I Deleted Social Media From My Phone (And I Don’t Miss It)

I’ve written about my war with social media before. If you’ve been reading my blog for a while, you might remember the posts where I tried to untangle my complicated relationship with apps, scrolling, and the hollow feeling that follows “just a few minutes” online. I eventually took those posts down. It wasn’t that I had changed my mind; I just wanted to streamline my content. Which, in hindsight, is exactly the point of this post.

My social media accounts still exist. I didn’t torch everything dramatically or announce my departure. I simply stopped. Stopped posting.

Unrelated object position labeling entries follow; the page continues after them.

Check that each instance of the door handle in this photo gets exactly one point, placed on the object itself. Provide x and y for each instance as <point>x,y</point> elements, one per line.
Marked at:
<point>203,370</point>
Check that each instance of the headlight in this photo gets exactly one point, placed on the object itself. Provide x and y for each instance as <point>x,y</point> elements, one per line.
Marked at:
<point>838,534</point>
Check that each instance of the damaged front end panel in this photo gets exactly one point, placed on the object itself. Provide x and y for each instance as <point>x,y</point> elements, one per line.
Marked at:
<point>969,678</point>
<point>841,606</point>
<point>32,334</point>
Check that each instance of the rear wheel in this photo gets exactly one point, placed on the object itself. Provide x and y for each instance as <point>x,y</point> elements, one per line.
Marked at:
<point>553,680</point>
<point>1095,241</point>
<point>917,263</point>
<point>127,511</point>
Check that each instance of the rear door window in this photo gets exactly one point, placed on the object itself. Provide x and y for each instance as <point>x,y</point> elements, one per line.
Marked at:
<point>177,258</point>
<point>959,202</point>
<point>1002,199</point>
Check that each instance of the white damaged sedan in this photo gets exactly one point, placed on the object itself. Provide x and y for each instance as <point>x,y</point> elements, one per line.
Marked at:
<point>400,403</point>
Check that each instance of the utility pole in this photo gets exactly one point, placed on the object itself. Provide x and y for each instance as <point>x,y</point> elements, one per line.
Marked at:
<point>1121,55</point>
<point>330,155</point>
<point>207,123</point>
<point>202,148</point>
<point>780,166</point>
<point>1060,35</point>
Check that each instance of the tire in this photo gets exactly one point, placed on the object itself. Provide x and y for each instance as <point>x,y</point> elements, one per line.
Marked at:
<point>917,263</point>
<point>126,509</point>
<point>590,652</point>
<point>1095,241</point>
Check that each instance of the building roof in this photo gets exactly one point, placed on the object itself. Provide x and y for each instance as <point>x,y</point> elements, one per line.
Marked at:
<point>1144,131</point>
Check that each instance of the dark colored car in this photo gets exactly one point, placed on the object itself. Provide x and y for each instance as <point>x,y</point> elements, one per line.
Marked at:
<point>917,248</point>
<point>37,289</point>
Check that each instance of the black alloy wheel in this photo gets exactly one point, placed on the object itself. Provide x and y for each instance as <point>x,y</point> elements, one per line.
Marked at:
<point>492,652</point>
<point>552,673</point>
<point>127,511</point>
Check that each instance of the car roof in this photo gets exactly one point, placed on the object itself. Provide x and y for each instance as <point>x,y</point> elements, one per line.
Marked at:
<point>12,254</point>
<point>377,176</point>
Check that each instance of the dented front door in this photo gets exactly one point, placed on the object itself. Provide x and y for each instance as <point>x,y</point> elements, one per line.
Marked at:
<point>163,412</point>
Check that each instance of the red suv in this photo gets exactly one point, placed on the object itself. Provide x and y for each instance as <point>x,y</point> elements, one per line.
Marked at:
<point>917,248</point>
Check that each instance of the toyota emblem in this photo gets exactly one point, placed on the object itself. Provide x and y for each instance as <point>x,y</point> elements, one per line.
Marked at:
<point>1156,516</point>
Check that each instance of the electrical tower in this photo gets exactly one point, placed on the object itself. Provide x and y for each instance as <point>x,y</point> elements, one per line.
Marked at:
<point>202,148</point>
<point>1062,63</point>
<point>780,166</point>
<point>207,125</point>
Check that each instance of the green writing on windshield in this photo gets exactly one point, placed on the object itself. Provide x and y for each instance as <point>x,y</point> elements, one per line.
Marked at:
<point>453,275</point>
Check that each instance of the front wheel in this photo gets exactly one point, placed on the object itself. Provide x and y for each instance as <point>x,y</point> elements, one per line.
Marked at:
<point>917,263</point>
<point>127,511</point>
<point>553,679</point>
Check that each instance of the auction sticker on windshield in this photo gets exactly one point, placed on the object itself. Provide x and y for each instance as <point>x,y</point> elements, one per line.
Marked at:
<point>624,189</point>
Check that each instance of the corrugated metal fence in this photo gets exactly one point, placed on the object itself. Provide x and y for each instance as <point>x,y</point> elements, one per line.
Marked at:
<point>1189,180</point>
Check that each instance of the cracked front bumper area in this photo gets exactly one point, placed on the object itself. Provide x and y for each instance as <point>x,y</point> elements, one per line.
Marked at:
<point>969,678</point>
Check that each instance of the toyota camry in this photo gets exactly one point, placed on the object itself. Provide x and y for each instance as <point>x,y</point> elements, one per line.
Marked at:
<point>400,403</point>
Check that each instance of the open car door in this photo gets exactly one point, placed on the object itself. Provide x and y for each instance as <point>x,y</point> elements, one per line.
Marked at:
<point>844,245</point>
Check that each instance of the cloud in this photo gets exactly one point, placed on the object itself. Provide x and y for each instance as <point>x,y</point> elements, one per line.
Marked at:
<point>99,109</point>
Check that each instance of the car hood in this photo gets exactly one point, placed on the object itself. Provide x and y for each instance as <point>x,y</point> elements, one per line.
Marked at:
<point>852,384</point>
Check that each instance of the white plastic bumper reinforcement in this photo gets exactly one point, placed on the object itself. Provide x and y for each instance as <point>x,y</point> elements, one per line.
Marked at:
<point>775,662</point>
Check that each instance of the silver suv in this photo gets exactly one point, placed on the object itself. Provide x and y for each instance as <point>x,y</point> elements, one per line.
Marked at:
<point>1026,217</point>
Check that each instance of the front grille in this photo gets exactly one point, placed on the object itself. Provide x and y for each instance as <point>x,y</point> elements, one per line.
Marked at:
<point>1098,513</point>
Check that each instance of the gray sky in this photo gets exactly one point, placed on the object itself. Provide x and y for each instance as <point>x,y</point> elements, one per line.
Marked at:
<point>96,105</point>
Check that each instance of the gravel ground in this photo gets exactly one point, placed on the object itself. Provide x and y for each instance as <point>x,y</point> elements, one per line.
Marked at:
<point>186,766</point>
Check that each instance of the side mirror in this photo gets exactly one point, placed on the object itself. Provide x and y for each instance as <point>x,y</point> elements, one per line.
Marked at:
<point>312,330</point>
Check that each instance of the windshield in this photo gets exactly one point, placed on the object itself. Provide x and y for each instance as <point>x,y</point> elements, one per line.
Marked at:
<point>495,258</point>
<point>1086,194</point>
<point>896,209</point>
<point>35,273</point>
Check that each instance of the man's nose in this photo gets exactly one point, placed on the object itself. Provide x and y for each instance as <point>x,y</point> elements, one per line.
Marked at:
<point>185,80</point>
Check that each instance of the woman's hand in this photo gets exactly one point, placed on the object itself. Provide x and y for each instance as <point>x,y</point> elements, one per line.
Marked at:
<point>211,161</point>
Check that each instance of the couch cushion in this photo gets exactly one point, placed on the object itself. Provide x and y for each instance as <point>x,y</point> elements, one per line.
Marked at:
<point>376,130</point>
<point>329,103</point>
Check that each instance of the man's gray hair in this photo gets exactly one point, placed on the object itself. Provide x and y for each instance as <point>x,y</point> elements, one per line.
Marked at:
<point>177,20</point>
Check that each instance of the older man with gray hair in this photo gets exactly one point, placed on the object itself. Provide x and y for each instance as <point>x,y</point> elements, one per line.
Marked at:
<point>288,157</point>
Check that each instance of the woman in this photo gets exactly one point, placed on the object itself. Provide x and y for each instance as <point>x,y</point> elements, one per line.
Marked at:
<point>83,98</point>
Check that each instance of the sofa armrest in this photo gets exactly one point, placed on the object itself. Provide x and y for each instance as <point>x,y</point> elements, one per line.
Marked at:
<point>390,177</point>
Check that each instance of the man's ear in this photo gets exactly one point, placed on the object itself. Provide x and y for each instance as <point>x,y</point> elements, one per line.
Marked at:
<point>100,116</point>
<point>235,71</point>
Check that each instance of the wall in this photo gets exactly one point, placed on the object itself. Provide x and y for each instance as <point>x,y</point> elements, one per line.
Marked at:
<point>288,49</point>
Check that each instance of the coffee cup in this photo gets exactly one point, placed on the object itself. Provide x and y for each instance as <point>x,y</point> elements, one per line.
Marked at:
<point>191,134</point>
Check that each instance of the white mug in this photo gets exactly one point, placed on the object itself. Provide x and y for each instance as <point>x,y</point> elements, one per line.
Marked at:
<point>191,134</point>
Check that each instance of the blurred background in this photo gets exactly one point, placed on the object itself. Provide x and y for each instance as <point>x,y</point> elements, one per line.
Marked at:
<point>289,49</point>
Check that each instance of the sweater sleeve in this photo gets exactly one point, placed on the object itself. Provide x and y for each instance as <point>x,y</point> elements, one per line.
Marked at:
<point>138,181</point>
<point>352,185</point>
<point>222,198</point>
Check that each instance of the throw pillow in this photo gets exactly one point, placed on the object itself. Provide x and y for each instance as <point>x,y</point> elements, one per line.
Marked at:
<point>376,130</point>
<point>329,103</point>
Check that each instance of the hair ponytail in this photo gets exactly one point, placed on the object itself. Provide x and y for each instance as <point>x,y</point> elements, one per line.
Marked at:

Stopped caring what other people thought or if they knew about everything going on in my life. I stopped performing the ritual of showing up so the algorithm would remember I’m alive.

The truth is, scrolling never made me feel better. Not even good. At best, it made me feel numb. At worst, I was irritated, overstimulated, and vaguely ashamed that I’d donated another slice of my life. I suppose this had been a recurring pattern in my past jobs and relationships: I kept giving up pieces of who I was to feed a system that gave nothing back.

We all talk about it…

Over time, I’ve become genuinely astounded at the stupidity that thrives on social media platforms. And I don’t mean “people have different opinions than me.” I mean a kind of cognitive decay. It’s not just what people say—it’s that so many can’t form coherent thoughts or sentences anymore. People have become parrots or join mobs of zombies, all to feel some sense of belonging.

It feels like brain rot in real time. Like we’ve trained ourselves out of thought.

I don’t say that from a place of superiority. I say it with a creeping horror, because I’ve felt my own attention and patience getting thinner, too. I’ve caught myself forgetting why I opened an app in the first place. I’ve watched my focus splinter into fifteen tabs of half-thinking. At some point, you have to stop pretending it’s harmless.

What I Actually Did

In January, I canceled my blue-check subscription. I deleted whatever social apps were still left on my phone. I didn’t create a dramatic countdown or draft a “new year, new me” post. I just removed the little portals.

And I haven’t missed them. Not once.

I’ve cut back on YouTube, too. Don’t get me wrong, YouTube can be genuinely useful. I’ve learned things there. I’ve fixed problems and found explanations. But I also realized I’ve consumed enough. At a certain point, “learning” becomes another form of stalling. Another way to feel productive without creating anything.

I don’t want my life to be a never-ending intake of information.

My Creativity Was Better Before All of This

This is the simplest reason, and maybe the most honest. My creativity was best in the days before social media, before the constant comparison or the pressure to package and present every idea.

If I want that creativity back, it makes sense to return to the conditions where it thrived:

  • reading more books
  • writing without interruption
  • spending more time in nature
  • pursuing hobbies away from the screen
  • letting boredom return (because boredom is the doorway)

And nothing about it feels like deprivation.

A Thought to End On

Social media doesn’t just take up your time. It takes your inner life. And maybe that’s the question worth asking: What would your days look like if your attention belonged to you again?

Not to the performance of your page or to the outrage of a stranger across the globe. Just to your actual life—your books, your work, your relationships, your hobbies, your quiet.

I’m not leaving social media because I’m trying to be better than anyone else. I’m leaving because I want to be more fully myself. And I finally realized I can’t do that while handing my mind over to something designed to keep it.